The key advantage of a blockchain is that each transaction is verified across the blockchain, so there is no single authority that could manipulate the transaction records. For many track-and-trace scenarios, that is not necessarily a concern. However, for high value or unique assets, there is a clear vulnerability that a blockchain could help address.
The difficulty then is linking up the asset to the blockchain. This would also require a system of unique IDs. Then the vulnerability shifts from ensuring the integrity of the single authority to the various players seeking to first register a unique ID on the blockchain.
Whatever the relationships between the players in the particular market, there will need to be a comprehensive system of contractual relationships to set out what the legal effect of a particular transaction would be and how that relates to activities on the blockchain.
It’s important to consider the key stakeholders in the ecosystem.

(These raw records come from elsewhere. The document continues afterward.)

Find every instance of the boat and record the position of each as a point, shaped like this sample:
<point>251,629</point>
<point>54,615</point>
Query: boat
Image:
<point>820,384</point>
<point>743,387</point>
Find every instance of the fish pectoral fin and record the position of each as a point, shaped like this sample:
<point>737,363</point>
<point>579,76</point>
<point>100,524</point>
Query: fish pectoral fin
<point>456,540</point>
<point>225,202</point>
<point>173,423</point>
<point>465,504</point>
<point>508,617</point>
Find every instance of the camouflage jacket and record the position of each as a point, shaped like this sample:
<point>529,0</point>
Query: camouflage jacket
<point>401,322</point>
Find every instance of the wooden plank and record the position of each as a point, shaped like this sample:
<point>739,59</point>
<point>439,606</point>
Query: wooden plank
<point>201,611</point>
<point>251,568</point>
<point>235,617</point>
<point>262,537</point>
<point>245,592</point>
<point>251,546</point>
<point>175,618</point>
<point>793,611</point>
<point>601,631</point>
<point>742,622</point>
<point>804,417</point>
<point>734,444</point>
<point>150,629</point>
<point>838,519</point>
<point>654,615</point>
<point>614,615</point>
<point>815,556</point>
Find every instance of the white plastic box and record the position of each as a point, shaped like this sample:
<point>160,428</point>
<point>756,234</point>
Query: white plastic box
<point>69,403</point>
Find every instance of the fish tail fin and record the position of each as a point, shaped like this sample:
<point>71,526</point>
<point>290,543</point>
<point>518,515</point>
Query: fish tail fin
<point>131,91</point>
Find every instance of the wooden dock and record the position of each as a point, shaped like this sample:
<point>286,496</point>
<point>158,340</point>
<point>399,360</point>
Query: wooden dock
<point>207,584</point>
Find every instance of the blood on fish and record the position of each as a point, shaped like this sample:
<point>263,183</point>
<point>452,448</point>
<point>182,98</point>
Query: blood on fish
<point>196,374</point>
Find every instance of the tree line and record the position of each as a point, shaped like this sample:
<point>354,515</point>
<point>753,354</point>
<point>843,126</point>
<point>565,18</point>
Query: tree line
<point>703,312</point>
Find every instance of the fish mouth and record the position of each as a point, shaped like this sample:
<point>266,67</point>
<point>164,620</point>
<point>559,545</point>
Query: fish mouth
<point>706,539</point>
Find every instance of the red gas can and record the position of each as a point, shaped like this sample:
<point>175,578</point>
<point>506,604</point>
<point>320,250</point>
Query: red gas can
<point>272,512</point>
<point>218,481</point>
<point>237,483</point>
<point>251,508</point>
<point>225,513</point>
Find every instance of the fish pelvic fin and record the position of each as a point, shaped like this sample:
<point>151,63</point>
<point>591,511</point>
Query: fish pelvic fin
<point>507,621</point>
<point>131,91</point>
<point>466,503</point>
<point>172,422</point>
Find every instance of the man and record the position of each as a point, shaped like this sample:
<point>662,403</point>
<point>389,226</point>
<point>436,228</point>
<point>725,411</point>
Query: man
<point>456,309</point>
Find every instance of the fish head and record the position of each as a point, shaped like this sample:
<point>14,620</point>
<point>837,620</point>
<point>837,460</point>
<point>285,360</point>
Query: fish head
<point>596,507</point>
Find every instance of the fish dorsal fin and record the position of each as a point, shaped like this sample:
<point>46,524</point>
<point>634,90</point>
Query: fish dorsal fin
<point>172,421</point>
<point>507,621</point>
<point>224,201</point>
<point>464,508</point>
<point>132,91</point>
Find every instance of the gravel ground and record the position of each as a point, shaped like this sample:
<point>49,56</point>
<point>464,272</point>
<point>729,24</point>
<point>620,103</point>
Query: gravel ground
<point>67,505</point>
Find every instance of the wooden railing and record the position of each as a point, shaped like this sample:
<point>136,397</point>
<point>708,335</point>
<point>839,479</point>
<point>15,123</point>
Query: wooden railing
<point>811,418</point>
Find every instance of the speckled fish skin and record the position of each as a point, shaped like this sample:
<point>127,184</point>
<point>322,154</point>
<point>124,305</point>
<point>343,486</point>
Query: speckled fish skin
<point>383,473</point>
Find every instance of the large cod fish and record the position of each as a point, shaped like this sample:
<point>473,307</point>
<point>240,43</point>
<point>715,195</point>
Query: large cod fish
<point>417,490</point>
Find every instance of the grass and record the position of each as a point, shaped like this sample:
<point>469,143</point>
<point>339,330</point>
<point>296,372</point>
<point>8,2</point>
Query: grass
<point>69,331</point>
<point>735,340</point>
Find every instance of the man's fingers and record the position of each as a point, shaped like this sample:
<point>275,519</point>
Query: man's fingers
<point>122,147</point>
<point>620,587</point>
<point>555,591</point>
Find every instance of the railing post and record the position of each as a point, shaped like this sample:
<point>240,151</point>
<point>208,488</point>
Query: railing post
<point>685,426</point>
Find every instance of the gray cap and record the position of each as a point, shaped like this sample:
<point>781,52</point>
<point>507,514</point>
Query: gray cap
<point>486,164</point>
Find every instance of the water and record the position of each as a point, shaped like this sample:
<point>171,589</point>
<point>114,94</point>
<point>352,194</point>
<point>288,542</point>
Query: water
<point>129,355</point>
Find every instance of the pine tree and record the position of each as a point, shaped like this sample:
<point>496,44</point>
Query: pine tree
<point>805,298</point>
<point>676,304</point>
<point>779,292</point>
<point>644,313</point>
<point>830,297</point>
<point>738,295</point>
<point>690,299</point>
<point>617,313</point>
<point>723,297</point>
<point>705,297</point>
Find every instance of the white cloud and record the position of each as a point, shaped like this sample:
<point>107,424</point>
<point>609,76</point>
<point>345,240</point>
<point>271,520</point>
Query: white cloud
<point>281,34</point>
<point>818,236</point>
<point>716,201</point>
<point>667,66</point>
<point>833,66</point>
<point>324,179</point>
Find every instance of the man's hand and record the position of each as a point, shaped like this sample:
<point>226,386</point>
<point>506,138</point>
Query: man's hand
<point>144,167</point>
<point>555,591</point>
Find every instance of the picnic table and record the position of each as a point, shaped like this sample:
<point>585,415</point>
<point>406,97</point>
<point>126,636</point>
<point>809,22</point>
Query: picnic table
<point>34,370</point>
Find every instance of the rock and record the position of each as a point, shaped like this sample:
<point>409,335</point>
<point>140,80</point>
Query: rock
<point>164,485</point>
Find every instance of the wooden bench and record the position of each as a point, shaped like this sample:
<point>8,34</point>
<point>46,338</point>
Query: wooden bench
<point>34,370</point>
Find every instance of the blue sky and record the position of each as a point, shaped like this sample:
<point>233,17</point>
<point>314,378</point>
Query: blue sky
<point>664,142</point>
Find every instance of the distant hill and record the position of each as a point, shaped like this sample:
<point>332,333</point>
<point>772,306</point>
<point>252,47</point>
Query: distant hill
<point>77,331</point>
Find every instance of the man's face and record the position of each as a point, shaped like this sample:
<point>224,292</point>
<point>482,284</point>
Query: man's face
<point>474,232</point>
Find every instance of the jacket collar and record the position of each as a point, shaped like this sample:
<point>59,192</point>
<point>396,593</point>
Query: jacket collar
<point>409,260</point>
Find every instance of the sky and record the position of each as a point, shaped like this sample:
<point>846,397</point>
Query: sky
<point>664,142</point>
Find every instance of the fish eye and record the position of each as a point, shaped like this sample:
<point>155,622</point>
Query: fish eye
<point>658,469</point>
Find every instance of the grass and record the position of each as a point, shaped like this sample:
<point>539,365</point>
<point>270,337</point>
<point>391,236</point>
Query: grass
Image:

The real value from track-and-trace solutions often comes from integrations with third parties—for example, if a retailer provides a platform for suppliers to input their data or if a logistics company allows customers to access and view data on their deliveries.
If you’re tracking delivery vans, containers or other items where the real interest is in what’s inside them, who will have access to the manifest data? If you’re tracking larger or more valuable assets, do you need verification that the manifest matches the contents? If so, who will do this?
Ownership of the solution
One of the key strategic questions to consider before embarking on a track-and-trace project is whether you require exclusive use of the solution to establish a brand name—for example, if you want to differentiate your core product by providing a unique data service on top, or, alternatively, if you simply want something off the shelf that can be more easily swapped out for a competing product further down the line. A hybrid strategy could be to use different vendors for different components, which can prove more challenging from a contractual/operational risk perspective as a systems integration role may be required.
Commercialize and exploit
Track-and-trace solutions generate vast amounts of data. It’s key at the outset to consider what value you want to derive from the data. What rights will you give customers and business partners to access the data? Will you generate any analytics using the data, and what sort of data products do you want to generate? You should make sure you have license terms in place with any third parties accessing the data, making sure you retain the rights you need for any future commercial exploitation.
Your supply contracts should make clear who owns the rights to the data, who backs up the data and whether you need any support with data portability on termination.
If you’re tracking people, such as delivery drivers, then you will need to think about your EU General Data Protection Regulation (GDPR) obligations. Have you checked if you need to do a data protection impact assessment? Even if you’re not tracking people, the GDPR is likely to be engaged given most solutions will collect personal data for the users logging into the system. Have you thought about how the GDPR will affect the contracting structure and transfers of personal data overseas?
You may have missed it, but there’s now a regulation on the free flow of nonpersonal data (https://ec.europa.eu/digital-single-market/en/free-flow-non-personal-data). Initially, this will mainly impact buyers in the public sector who need to think carefully before imposing any restrictions on the territory of data storage. Look out for the codes of conduct envisaged under this regulation, which the commission will encourage service providers to develop by Nov. 29, 2020, and implement six months later.